As many have suggested, it could well have been these tenebrific formative years—and particularly the absence of his little sister, whom he would never find—that contributed to Darger’s empathetic obsession with Elsie Paroubek, a five-year-old immigrant girl who was killed while coming home from visiting a relative. Paroubek’s story, accompanied by her photo—blanched, snowy, mournful, looking almost like a tragically faked ghost picture created by an unscrupulous medium—appeared in The Chicago Daily News; and Darger (who had once tried to adopt a child) cut the photo from the paper, writing of Paroubek that “the huge disaster and calamity of [her] death will never be atoned for, but it shall be avenged to the uttermost limits.”
That vengeance would come in the form of the wondrously illustrated Realms of the Unreal, which is the story of the Vivian Girls: seven honey-haired little sisters—and their brother, Penrod—engaged in hallucinatory, graphically violent, incandescent battle with the forces of evil.
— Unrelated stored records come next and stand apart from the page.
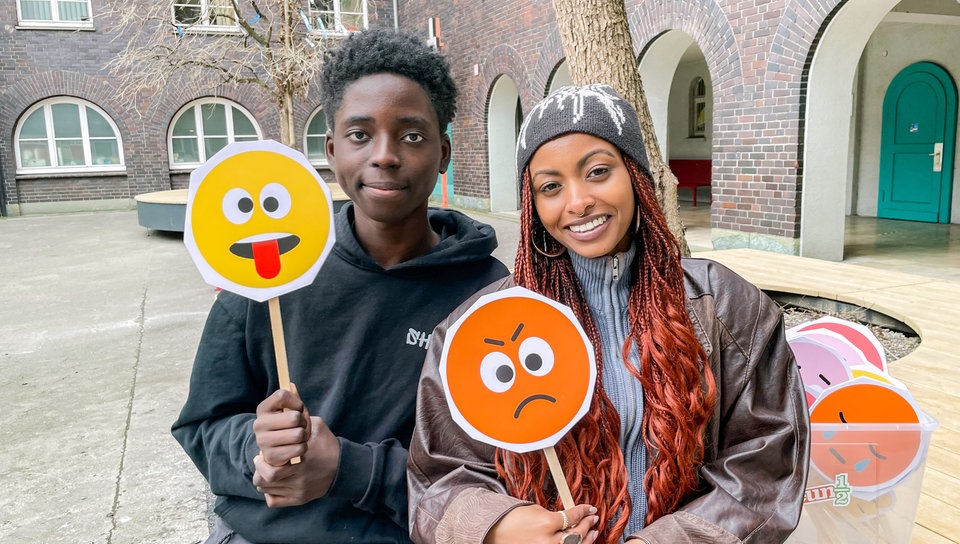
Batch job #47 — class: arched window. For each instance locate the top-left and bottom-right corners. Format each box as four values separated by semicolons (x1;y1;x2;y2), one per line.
17;0;93;28
310;0;368;35
173;0;239;31
303;108;327;166
14;96;124;174
168;98;261;168
690;77;707;138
The children hail from the Christian planet of Abbieannia, which is like earth but more paradisiacal; their foes are the Glandelinians, who enslave and murder children. It is into this narrative that the fallen Paroubek is radiantly resurrected, transmogrified into the text as a Joan of Arc like figure who symbolizes the resistance against the Glandelinians; and it is into this narrative that Darger and a host of characters from classic children’s literature reappear, cast in new forms or roles.
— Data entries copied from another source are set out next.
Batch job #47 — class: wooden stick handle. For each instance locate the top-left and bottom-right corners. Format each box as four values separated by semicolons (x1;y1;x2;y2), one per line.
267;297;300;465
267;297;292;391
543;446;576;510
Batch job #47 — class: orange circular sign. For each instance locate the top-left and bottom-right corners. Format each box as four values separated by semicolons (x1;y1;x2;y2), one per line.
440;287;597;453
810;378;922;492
With their hellish and lurid depictions of battlefields and atrocities, the Realms paintings have often been compared to works like Guernica, or to Goya’s darkest war etchings. In truth, however, the paintings are more similar to Andre Serrano’s Piss Christ in the ways their beautiful use of light transcends the perceived “obscenity” of their subject matter in completely unexpected and sublime ways—ways intoxicating enough to render the “vulgarity” of medium or subject matter almost beside the point. Such light, to the very religious Darger, may be the light of the world, or of the holy trinity: the light of justice. “Montaigne says: ‘To kill a man there is required a bright shining and clear light,’ but that was spoken of the conscience toward another man,” Djuna Barnes wrote. Here, then, is the aureity of Darger.
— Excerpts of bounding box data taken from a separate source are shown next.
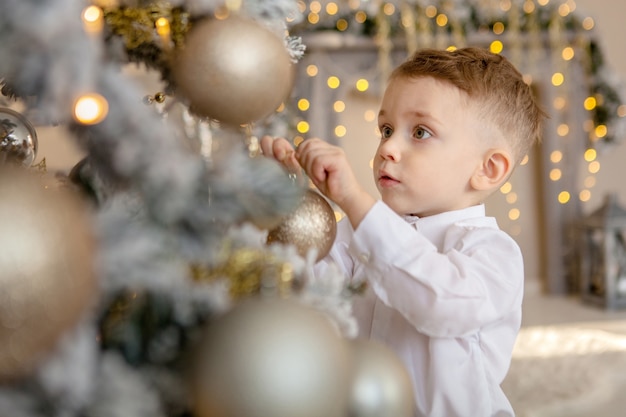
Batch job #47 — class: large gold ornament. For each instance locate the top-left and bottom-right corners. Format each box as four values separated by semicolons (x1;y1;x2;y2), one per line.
267;190;337;261
348;339;415;417
0;107;38;167
192;298;351;417
171;15;294;126
0;166;97;381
The light from the blondeness of the girls comes as much as from the sun as from the gold of the paintings’ battlefields. The giant, pterodactyl/angel wings of many of the sisters are golden, as are the fiery hands of evil that appear in the air and try to destroy them; and everywhere in that blondness is blood, like mortality splashed into light. The girls’ eyes are often blacked out in pencil, which may reflect the other, dead side of the war they’re alive in, the dimension that is the reel of life still running on in a void the life has been extinguished from, or ripped out of…“an allegory whose other side is blankness,” as the poet TR Hummer wrote in his collection Walt Whitman in Hell. Yet, as with all such theories, this runs the risk of being far too overwrought and Freudian. A simplified—and more likely—explanation would lead us to The Mind of the Maker, in which Dorothy L. Sayers likened the author’s needing to let his or her characters live or die, randomly, to God’s giving humankind free will. As such, by not letting himself see the girl’s eyes, Darger was perhaps able to save himself from the pain of their destruction, even though he knew, as artist and chronicler, that it was his duty to record it. Elledge would perhaps concur:
Gauche adj. [M.Fr. gauchir, to become warped] On the walls of his room, H pinned pictures of children he scissored from magazines, icons that opened like windows on your secrets, but they stared holes in him for years and years until he finally broke down, colored in their eyes with a #2 pencil, and hid the rest of his life in their blindness.
Quaint adj. [<L. cognitus, known] …On nights when the moon’s face is Elsie’s at the canal bank—eyes bulging and empty, mouth open and emptied, her throat bruised with handprints—H sits statue-still in his room, his hands over both ears, his eyes slammed shut, the coat tree and the commode swapping dirty stories with The Unseen.
Here we meet the The Unseen, a figure who hovers above the book, engaging in everything from transcendental ESP to, in Robert Lowell’s phrase, “bullying, half-erotic rollicking.” Sometimes he is Darger’s silent male lover, or the boys from school who used to torture Darger, or his father and mother and little sister tenderly calling him back to the nostalgia of a childhood that never happened. Mostly, he is just God’s phone ringing off the hook. “The Unseen does not play board games,” Elledge has Darger think at one point—an observation that distinctly echoes Einstein’s “God does not play dice with the universe.”
H loves The Unseen, would lick It head to toe every chance he got if he could, but shakes his fist in its face daily anyway, blaming It for aches in his knees, hair loss, bad breath, his hernia, erections (not resurrections) at the wrong time. I see him in the alleys when I take out the trash, his fist in the air, his mouth full of blasphemies, his glasses as brilliant with the sun as a prophet’s eyes with the LORD. For days, I smelled his stale scent haunting the stairwell as he came and went. Night after night, I heard him through the walls engulfed in tantrum and torture—his voice sometimes a man’s, sometimes a woman’s.
Note the way the word “LORD,” in all caps, suddenly rises up from the text like a sun of clarity—like an unexpected dawn, as if The Unseen had suddenly appeared after a lifetime of hiding behind clouds (“bad and insulting towards God because he is holding back the rain,” Darger—who throughout his life was obsessed with the weather, and storms—once wrote). We can think of the final shot of Lars von Trier’s Breaking the Waves, when we look up through the fog and see heaven’s bells; or of the final shot of Andrei Tarkovsky’s Solaris, when the camera pans overhead out of the fog to reveal a planet perhaps not so unlike Abbieannia, with its reappearing characters and its appropriations of dreams:
East adj. [<I.E. aues-, to shine, dawn] H follows the Unseen down alleys behind and near his three-flat, all the way up to Belmont, others’ junk his treasure—and his treasure glitters. H trails the Unseen beneath the L tracks that throw shadows all over the place. H wanders down sidewalks that line three-flats, red bricks in the fog (not dogs on a log), bas-relief flowers at second and third stories. He stands on the sidewalk, in the middle of a fog bank, looking up: petunias bloom overhead everywhere.